CE can overcome NELF-mediated transcription repression. (A) PICs were assembled with purified GTFs on a linear DNA by incubation in TB60 for 20 min at 30°C. DSIF (30 ng), NELF, and CE were then added as shown, and incubations continued for 10 min. Transcription reactions were chased with a mixture of 600 μM ATP, CTP, and GTP; 0.3 μM [α-³²P]UTP; 2 μM UTP and 16 units of RNasin for 6 min at 30°C. Reactions were stopped with stop buffer, extracted with phenol-chloroform, ethanol precipitated, and analyzed by 7% PAGE/8 M urea and autoradiography. PICs were chased with either NTPs alone (lane 1) or first incubated with DSIF (lane 2) or NELF (lane 3) or both (lane 4) and chased with NTPs.

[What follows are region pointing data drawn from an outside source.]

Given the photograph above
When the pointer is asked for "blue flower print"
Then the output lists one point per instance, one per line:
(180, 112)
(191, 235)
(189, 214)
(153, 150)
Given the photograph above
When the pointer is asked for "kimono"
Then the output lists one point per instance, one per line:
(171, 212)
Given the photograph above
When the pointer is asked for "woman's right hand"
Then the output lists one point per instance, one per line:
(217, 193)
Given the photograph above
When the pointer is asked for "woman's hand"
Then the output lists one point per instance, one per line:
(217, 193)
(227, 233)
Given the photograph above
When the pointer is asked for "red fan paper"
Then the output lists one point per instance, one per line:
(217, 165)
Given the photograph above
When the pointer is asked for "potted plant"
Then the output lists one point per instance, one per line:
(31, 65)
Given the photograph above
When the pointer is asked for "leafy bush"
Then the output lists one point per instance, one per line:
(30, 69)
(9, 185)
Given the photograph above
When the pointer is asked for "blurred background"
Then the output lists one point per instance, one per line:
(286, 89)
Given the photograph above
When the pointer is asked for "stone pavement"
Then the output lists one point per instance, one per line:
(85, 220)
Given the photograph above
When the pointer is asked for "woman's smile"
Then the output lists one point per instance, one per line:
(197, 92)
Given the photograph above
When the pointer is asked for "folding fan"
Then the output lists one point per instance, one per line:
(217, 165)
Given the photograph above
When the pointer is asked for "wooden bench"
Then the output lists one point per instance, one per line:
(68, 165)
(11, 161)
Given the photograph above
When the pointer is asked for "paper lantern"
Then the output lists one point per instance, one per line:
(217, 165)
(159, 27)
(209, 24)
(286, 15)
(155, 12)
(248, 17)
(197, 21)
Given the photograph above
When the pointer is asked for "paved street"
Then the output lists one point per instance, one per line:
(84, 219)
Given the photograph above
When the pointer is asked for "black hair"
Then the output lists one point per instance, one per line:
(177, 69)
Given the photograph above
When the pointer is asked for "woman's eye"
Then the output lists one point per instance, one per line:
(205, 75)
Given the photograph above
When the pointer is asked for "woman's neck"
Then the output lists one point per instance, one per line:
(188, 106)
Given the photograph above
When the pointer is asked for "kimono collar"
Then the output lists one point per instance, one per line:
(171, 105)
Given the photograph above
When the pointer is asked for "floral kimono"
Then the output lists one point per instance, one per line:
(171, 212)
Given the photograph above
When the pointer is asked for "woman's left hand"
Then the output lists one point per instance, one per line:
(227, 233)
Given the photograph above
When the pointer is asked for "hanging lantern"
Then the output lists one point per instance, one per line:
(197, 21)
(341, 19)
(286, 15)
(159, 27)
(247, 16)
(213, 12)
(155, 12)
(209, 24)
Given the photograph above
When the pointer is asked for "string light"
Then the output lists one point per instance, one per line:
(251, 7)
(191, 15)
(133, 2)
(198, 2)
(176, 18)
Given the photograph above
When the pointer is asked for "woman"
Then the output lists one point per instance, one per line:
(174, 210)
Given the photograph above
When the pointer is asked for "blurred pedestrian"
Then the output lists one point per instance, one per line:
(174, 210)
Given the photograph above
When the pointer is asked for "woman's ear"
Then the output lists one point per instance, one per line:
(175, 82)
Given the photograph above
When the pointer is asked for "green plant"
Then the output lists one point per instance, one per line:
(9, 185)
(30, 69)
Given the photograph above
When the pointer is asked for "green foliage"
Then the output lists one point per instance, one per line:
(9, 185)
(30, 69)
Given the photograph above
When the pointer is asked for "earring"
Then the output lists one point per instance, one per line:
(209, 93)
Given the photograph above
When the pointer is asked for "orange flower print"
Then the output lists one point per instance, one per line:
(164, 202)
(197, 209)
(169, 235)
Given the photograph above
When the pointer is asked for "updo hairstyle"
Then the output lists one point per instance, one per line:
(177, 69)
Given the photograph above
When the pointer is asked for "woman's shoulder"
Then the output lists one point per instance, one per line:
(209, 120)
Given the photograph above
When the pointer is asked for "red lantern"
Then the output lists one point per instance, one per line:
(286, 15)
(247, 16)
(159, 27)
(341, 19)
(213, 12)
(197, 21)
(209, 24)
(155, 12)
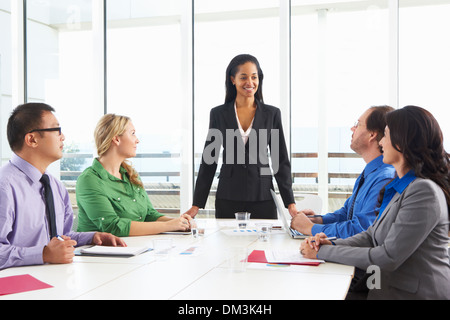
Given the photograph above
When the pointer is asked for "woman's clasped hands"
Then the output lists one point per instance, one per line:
(310, 246)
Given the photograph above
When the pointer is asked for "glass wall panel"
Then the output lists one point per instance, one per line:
(224, 29)
(424, 74)
(60, 73)
(5, 76)
(144, 82)
(340, 60)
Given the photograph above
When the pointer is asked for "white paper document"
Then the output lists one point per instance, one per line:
(287, 256)
(113, 251)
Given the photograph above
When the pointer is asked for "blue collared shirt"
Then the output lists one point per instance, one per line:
(336, 224)
(397, 185)
(23, 220)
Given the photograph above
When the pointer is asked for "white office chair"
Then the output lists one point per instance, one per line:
(309, 201)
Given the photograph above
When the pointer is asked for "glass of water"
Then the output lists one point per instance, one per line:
(263, 230)
(242, 219)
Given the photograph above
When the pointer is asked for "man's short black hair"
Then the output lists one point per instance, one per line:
(23, 119)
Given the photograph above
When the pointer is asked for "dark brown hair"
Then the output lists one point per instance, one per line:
(416, 134)
(376, 121)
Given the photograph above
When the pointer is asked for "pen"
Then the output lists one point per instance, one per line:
(329, 239)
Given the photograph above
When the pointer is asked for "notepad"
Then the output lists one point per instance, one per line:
(113, 251)
(21, 283)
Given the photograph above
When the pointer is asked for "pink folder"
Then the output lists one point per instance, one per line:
(21, 283)
(260, 256)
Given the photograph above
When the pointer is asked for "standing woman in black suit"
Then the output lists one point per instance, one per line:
(245, 127)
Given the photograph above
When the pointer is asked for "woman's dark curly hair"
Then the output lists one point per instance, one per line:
(416, 134)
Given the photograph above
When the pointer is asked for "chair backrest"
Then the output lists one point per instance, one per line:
(309, 201)
(75, 220)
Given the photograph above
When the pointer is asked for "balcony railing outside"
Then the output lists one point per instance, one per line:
(172, 190)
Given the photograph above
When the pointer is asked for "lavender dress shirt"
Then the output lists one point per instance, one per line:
(24, 230)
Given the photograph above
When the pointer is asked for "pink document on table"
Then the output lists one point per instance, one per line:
(260, 257)
(21, 283)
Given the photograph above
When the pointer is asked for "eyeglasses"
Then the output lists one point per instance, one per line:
(48, 129)
(357, 124)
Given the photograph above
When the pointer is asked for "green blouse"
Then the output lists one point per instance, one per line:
(108, 204)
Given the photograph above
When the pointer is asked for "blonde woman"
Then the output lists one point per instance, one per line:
(110, 194)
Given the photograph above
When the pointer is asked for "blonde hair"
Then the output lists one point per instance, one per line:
(109, 126)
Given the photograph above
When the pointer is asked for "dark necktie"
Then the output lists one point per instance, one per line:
(350, 212)
(49, 205)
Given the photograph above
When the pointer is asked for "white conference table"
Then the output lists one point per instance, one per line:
(202, 275)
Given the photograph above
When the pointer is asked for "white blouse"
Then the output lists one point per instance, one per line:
(244, 134)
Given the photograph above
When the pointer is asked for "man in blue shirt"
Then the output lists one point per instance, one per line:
(359, 211)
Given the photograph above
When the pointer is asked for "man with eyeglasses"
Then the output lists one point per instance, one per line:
(36, 215)
(360, 209)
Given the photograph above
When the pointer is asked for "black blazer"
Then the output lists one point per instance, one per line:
(244, 179)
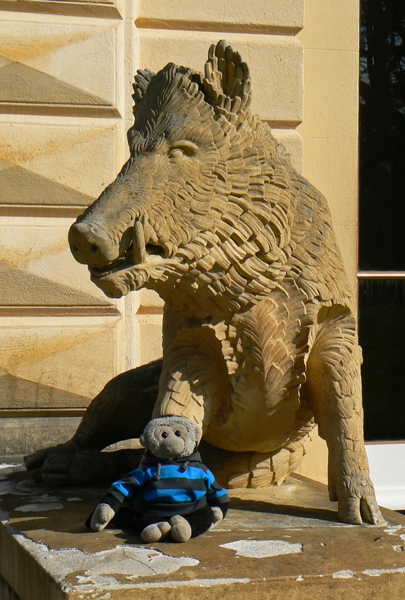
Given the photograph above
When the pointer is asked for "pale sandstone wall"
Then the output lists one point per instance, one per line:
(65, 106)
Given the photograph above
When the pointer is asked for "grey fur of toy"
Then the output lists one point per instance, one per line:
(171, 437)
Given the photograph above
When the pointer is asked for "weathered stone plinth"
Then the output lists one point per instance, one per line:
(275, 543)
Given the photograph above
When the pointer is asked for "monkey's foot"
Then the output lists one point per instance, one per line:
(181, 530)
(156, 532)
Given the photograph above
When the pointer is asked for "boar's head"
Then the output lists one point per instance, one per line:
(166, 221)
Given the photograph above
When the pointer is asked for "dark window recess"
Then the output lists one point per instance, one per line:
(382, 135)
(382, 336)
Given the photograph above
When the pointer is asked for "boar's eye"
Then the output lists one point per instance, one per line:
(183, 148)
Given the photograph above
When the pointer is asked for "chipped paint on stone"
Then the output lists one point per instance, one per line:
(192, 582)
(378, 572)
(40, 507)
(347, 574)
(99, 568)
(263, 548)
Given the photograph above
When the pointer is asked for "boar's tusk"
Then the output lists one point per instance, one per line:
(139, 247)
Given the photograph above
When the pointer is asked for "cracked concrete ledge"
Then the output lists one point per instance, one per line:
(274, 542)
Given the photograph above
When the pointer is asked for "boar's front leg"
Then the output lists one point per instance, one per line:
(120, 411)
(333, 391)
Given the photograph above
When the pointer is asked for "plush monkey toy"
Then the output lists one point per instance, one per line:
(180, 497)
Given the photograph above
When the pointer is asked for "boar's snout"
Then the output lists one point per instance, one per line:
(90, 246)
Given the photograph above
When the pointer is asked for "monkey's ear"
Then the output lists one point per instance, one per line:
(227, 83)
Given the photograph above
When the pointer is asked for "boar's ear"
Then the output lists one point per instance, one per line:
(227, 83)
(142, 80)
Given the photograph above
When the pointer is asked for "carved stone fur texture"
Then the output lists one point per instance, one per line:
(259, 334)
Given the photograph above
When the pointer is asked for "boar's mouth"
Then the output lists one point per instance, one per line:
(143, 249)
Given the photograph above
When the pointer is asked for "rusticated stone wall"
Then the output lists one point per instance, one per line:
(66, 70)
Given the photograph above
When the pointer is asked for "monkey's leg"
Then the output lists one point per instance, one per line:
(120, 411)
(333, 391)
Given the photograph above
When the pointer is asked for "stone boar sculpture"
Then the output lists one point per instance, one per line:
(259, 332)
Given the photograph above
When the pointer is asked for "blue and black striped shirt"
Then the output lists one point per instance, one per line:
(170, 488)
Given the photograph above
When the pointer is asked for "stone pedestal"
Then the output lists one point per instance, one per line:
(275, 543)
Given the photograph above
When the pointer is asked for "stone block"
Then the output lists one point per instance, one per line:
(293, 143)
(37, 269)
(39, 59)
(23, 435)
(56, 163)
(74, 354)
(274, 543)
(275, 63)
(248, 16)
(331, 94)
(331, 25)
(150, 337)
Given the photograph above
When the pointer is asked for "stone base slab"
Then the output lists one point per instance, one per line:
(275, 543)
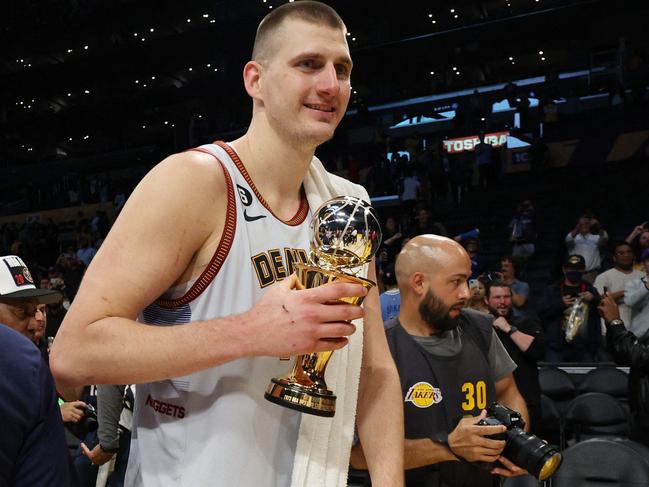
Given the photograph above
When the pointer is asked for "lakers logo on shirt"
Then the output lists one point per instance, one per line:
(423, 395)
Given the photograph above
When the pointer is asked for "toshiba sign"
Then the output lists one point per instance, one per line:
(453, 146)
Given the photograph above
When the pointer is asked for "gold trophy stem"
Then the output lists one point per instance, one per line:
(304, 388)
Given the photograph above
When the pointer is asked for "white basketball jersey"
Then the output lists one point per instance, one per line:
(214, 427)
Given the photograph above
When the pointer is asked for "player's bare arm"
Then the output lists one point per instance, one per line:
(166, 234)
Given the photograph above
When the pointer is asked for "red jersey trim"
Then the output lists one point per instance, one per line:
(208, 275)
(302, 211)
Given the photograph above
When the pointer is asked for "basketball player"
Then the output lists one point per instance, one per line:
(208, 242)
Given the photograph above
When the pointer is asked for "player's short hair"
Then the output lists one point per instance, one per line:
(309, 11)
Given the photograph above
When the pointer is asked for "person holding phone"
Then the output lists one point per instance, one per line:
(555, 304)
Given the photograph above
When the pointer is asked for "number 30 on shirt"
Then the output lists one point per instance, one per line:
(474, 395)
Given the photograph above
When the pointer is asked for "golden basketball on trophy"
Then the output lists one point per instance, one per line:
(345, 234)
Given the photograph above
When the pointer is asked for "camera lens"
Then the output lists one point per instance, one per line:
(532, 453)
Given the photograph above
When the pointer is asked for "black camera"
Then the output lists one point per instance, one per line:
(87, 424)
(527, 451)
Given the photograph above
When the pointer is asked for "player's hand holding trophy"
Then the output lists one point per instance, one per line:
(345, 234)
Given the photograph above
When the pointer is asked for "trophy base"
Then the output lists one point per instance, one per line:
(295, 396)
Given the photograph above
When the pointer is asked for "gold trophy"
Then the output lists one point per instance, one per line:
(345, 234)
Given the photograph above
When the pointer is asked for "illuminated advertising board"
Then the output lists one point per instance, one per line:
(461, 144)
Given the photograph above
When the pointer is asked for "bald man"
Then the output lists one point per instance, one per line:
(452, 365)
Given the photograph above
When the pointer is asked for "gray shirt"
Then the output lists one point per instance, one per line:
(449, 343)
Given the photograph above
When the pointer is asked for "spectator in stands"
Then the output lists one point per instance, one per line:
(484, 154)
(639, 239)
(410, 190)
(390, 298)
(614, 280)
(509, 270)
(628, 349)
(471, 242)
(55, 312)
(636, 296)
(392, 237)
(86, 251)
(476, 298)
(554, 308)
(525, 342)
(523, 231)
(72, 269)
(586, 239)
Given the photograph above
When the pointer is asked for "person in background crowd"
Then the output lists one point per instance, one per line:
(452, 365)
(523, 231)
(425, 223)
(554, 309)
(636, 296)
(72, 270)
(392, 238)
(86, 251)
(476, 299)
(484, 154)
(639, 239)
(390, 298)
(587, 239)
(411, 190)
(630, 350)
(614, 280)
(523, 338)
(509, 270)
(471, 242)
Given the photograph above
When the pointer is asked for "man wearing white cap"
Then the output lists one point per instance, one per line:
(22, 305)
(32, 444)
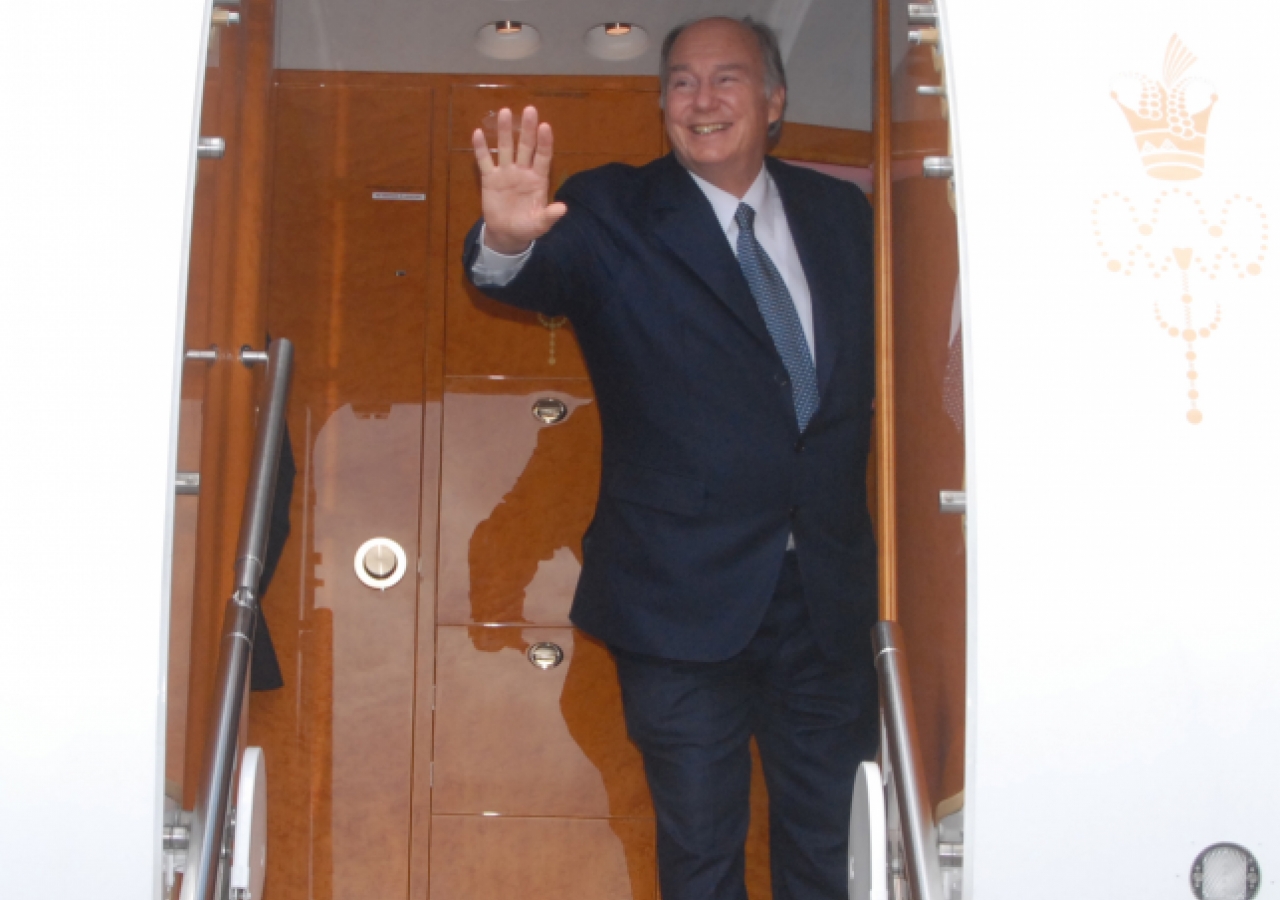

PICs incubated with both DSIF and NELF were further incubated with 0.12, 12, or 120 ng of CE (lanes 5-7) and chased with NTPs. For lanes 8 and 9, PICs were chased with NTPs in the presence of CE alone (12 and 120 ng). The dots indicate the approximate positions of transcripts of 42 and ≈200 nt. (B)Asin A, except that transcription reactions were chased with NTPs (50 μM ATP/5 μM CTP/0.3 μM [α-³²P]UTP/50 μM 3′-O^meGTP/1 μM UTP/16 units of RNasin) for 5 min to produce +24 stalled transcripts, which were analyzed by 18% PAGE in 8M urea.

Fig. 6.

Reversal of NELF-mediated transcription repression depends on CE but not on cap formation. (A) Western blot of K294A mutant CE and wild-type CE. (B) Guanylylation of CE. Wild-type and mutant CE were incubated in 20 μl of GTP-labeling buffer (25 mM Tris·HCl, pH 7.5/5 mM MgCl₂/0.5 mM DTT/10 μCi (1 Ci = 37 GBq) [α-³²P]GTP/0.1 μg of inorganic pyrophosphatase) at 37°C for 10 min and then analyzed by SDS/PAGE and autoradiography. (C) PICs were incubated with DSIF and NELF as in Fig. 5A and then chased with NTPs in the absence and presence of wild-type CE (12 and 120 ng, compare lanes 4-7), K294A inactive mutant CE (12 and 120 ng, compare lanes 8-10), or BSA as control (120 ng, compare lanes 11 and 12). Analysis by 7% PAGE/8 M urea is shown.